The Custom House (1)

I have been tipped off that there is a big issue with the Custom House, a historically very significant, but relatively unfamiliar building on the Thames just west of the Tower of London, which is easily accessible on foot from the Tower, but pretty cut off from the rest of the City by Lower Thames Street, which, as a traffic-clogged dual carriageway, does not exactly encourage exploration of the river frontage – in effect, its public value was destroyed by 1960s road planning.

The current building, which is impressive in a low-key neoclassical way, was put up in 1813, designed by David Laing, a pupil of John Soane. He had been appointed Surveyor to the Customs in 1810, responsible also for a new customs house in Plymouth. Not surprisingly, its most prominent façade is towards the river, with a central block reconstructed by Robert Smirke, architect of the British Museum and a fellow student of Soane: a building of obvious historic importance in terms of the relationship of the City to river trade, responsible historically for the collection of customs on goods imported from all over the world.
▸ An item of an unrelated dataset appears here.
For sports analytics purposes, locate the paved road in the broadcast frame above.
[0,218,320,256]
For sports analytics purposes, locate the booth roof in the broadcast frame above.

The building has been used until this year by HM Customs and Revenue, but was sold twenty years ago by Gordon Brown when Chancellor to Mapeley, a property company based in Bermuda – an unusual transaction for a puritanical Scot, transferring a major public building to the private sector. It is now in the process of being sold and being developed – you guessed it – as a hotel, as if London post-COVID has an unlimited appetite for luxury hotels, instead of being made available, like Somerset House, for improved public use. It’s presumably just a convenient way of offloading its upkeep to the private sector.

The city planning committee are about to consider the plans (20/00631/FULMAJ). Do we trust them to do the right thing and consider more imaginative proposals ?

London has long needed a proper Museum of Photography. And a Museum of Fashion. We need things to lure foreign tourists back to London. And the pattern of work is changing. The City needs to think imaginatively and creatively about its future.